If you need someone else to tell you if you know what you are doing you are already out of touch.
That is just naive.
Oh great, another Cisco person who can't read. From the rest of my paragraph:
As far as where you rank relative to your peers, that's determined politically well above your manager and if at least one of you and your manager aren't in the in group you aren't going anywhere except possibly out the door, often with your team and manager who will be as surprised as you.
It's not a matter of two equal people where only one is getting the managers slippers. It's people close to their own management making bad decisions that cost the company tens of millions of dollars a pop while doing nothing to offset that during their career and getting promotions while the fixers pulled in for weeks to turn around programs which floundered for years get crapped on for embarrassing the truly incompetent in both engineering and management.
I've talked with a lot of managers who have had great people under them tossed by people above them and were completely blindsided, and in some of those cases the manager was also tossed without any indication they were on the chopping block.
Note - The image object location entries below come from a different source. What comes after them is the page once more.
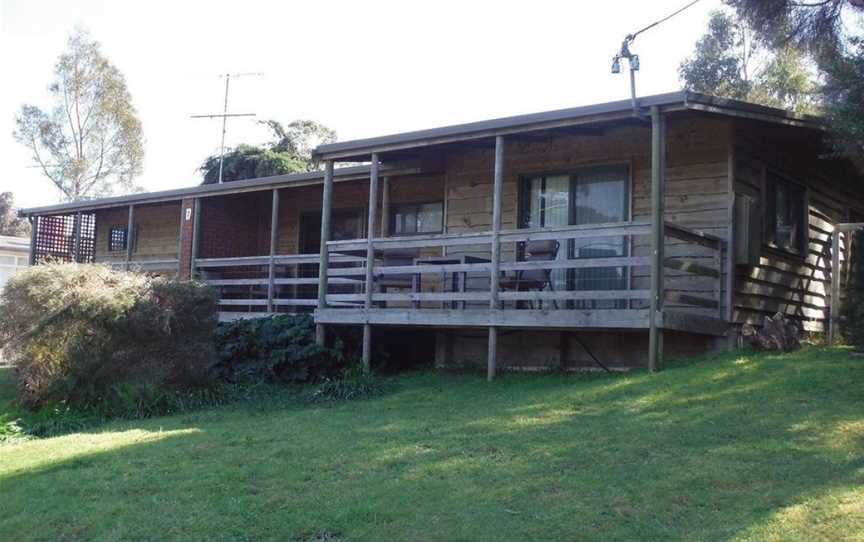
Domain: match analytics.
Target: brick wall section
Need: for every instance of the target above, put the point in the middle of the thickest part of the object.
(186, 237)
(156, 228)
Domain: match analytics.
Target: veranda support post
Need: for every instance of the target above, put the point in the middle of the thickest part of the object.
(76, 238)
(494, 301)
(196, 233)
(658, 178)
(34, 231)
(130, 237)
(274, 237)
(370, 260)
(324, 260)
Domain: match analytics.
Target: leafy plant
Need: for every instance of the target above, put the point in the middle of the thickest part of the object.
(278, 348)
(854, 308)
(106, 342)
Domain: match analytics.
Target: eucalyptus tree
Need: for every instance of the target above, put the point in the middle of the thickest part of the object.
(89, 141)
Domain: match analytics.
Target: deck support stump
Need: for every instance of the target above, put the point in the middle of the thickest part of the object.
(495, 268)
(324, 259)
(370, 260)
(658, 226)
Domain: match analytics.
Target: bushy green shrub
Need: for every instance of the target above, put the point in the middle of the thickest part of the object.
(854, 325)
(279, 348)
(88, 337)
(349, 386)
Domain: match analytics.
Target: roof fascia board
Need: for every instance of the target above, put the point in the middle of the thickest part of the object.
(357, 149)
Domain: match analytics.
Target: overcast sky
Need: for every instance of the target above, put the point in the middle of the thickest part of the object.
(362, 67)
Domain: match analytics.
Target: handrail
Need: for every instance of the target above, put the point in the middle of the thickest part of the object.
(608, 229)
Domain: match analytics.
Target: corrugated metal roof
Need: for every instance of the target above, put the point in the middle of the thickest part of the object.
(359, 149)
(14, 244)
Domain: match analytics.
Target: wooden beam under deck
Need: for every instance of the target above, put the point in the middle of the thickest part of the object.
(608, 319)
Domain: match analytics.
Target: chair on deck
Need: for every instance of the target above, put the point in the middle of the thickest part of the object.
(536, 280)
(398, 281)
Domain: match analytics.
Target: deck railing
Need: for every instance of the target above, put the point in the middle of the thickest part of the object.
(603, 268)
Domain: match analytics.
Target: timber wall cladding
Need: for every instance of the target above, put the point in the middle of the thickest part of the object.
(157, 229)
(697, 194)
(797, 287)
(347, 195)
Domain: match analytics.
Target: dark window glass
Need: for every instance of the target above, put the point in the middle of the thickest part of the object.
(117, 238)
(786, 226)
(417, 218)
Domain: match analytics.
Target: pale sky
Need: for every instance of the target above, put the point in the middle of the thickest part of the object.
(361, 67)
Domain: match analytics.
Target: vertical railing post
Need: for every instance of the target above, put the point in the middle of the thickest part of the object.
(658, 224)
(76, 237)
(370, 261)
(274, 237)
(324, 260)
(196, 234)
(494, 301)
(130, 237)
(385, 206)
(834, 317)
(34, 233)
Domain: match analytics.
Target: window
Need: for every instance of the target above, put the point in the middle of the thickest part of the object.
(785, 214)
(117, 238)
(591, 195)
(417, 218)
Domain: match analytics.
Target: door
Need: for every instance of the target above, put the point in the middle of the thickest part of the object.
(591, 195)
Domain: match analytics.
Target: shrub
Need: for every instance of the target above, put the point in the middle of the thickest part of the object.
(855, 295)
(94, 339)
(278, 348)
(349, 386)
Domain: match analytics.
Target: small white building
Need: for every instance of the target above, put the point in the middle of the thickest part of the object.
(14, 256)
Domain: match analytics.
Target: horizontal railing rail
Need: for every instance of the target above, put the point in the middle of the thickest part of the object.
(599, 267)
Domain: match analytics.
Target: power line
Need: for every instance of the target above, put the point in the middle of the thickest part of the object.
(633, 59)
(224, 115)
(632, 36)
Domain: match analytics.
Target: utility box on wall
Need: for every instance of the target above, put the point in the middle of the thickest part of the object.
(748, 230)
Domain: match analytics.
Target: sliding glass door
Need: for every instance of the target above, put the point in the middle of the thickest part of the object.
(591, 195)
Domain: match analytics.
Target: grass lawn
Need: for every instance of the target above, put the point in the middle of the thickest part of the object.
(740, 447)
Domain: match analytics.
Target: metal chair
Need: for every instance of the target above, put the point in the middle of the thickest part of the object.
(536, 280)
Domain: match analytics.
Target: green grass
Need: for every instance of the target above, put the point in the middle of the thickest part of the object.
(740, 447)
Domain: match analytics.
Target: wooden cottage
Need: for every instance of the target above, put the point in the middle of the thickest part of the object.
(598, 234)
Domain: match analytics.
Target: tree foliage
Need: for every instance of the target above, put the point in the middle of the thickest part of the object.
(89, 143)
(290, 151)
(728, 62)
(828, 32)
(10, 223)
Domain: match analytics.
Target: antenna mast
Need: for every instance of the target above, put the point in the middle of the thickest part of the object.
(224, 116)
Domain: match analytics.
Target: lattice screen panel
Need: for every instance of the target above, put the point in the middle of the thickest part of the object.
(55, 238)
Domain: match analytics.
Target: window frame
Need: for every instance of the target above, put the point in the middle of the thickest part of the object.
(118, 227)
(523, 189)
(769, 235)
(391, 226)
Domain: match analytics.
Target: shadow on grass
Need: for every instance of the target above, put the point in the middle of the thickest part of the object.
(710, 450)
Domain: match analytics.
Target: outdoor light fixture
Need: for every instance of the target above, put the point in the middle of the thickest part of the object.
(633, 60)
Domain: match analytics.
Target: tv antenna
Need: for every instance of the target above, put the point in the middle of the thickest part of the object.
(633, 59)
(224, 116)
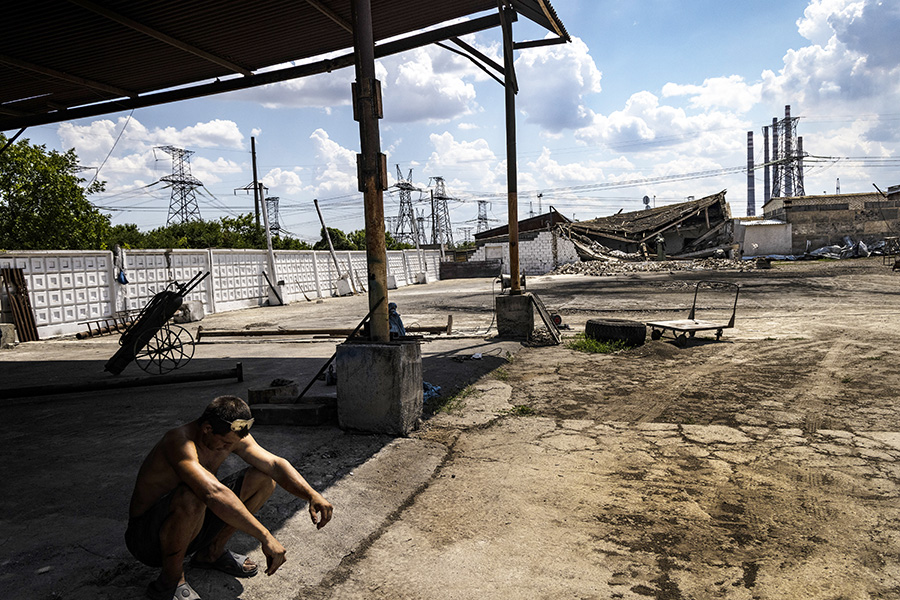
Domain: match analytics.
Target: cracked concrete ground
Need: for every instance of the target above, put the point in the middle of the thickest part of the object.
(765, 465)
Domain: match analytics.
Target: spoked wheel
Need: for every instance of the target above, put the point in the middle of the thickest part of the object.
(165, 350)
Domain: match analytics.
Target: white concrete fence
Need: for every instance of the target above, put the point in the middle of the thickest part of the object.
(68, 289)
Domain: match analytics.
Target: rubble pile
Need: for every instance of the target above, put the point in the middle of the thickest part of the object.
(599, 267)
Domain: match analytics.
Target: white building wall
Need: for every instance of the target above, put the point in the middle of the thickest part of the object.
(537, 256)
(68, 289)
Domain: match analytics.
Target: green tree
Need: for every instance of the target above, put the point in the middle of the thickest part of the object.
(43, 205)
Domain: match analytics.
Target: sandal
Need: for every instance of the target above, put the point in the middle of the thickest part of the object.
(229, 563)
(183, 591)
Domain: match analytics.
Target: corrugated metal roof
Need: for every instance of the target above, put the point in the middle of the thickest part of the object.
(58, 54)
(631, 223)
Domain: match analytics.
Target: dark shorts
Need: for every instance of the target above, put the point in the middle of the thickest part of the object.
(142, 535)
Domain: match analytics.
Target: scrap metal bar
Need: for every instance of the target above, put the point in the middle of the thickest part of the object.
(111, 384)
(204, 333)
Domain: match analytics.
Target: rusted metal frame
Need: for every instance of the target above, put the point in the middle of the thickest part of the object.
(325, 10)
(337, 332)
(358, 327)
(160, 36)
(257, 79)
(472, 59)
(693, 213)
(511, 87)
(372, 178)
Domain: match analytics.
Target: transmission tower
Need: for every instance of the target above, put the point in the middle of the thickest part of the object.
(441, 228)
(272, 212)
(787, 159)
(183, 203)
(482, 223)
(406, 228)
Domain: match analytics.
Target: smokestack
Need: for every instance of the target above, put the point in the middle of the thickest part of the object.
(751, 182)
(788, 153)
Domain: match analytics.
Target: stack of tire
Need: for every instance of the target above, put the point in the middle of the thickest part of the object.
(632, 333)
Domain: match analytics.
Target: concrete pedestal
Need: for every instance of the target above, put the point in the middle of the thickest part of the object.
(379, 387)
(515, 316)
(7, 335)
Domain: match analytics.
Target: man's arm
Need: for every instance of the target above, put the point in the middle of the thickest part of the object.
(285, 475)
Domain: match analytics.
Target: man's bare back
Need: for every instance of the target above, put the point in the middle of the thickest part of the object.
(179, 507)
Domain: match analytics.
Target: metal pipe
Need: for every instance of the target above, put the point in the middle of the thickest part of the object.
(367, 102)
(512, 184)
(112, 384)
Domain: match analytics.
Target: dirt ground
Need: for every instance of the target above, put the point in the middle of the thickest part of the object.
(764, 465)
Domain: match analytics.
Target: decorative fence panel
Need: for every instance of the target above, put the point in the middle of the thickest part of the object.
(68, 289)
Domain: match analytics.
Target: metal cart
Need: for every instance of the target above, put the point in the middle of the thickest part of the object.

Competent management all the way up the chain would have intervened far earlier than the one year mark to either get people up to snuff or move them along before wasting a year of loaded labor plus all the work required to fix the damage caused by the problem children but the problem children are now in control. By definition this means they continue to lay off the wrong people and it's not going to get better.
tl;dr: your manager is statistically likely to be less aware of what's going on politically and technically than you and it's up to you to be aware of your own value and that you can be tossed at any time.
What follows: continue growing your skills on your own time and be ready to jump either by force or choice to a better opportunity.